W tym roku zamontowaliśmy kolejne maty ochronne oraz dodatkowe rozwiązania służące ochronie koron młodych drzew. Wiele osób się tym interesuje, pyta, co to jest i dlaczego się to stosuje. Maty słomiane i poliuretanowe (bardziej wytrzymałe) zabezpieczają rośliny przed rozpryskiem zasolonego błota pośniegowego, natomiast osłony na korony u najmłodszych drzew zabezpieczają przed rozpryskiem solanki.

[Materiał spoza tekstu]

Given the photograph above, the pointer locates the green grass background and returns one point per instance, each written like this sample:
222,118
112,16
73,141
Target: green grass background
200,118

Wydział Ochrony Środowiska sfinansował audycje telewizyjne, w których prezentowaliśmy metody i rozwiązania, jakie mają pomóc roślinom. Programy o środowisku były powtarzane wielokrotnie w lokalnych mediach. Są osoby, które dopytują o szczegóły, co dowodzi dużego zainteresowania tym tematem. Zaczęliśmy też rozmawiać z mieszkańcami, ale niestety trafiamy do niewielkiej grupy ludzi, więc to ciągle jest za mało.

Możliwość stosowania soli dopuszczana jest przez prawo tylko i wyłącznie w sytuacji, gdy odgarnie się najpierw śnieg oraz gdy panuje wyjątkowo niekorzystna aura, stwarzająca niebezpieczeństwo zamarznięcia resztek pośniegowych lub powstawania lodowicy. Mało kto zdaje sobie sprawę, że sól jest dopuszczona do stosowania w konkretnych, ekstremalnych sytuacjach pogodowych i pod warunkiem wcześniejszego odgarnięcia śniegu. Wielu dozorców robi to „zamiast”, czyli na śnieg sypie sól i wie że po pewnym czasie sól roztopi śnieg.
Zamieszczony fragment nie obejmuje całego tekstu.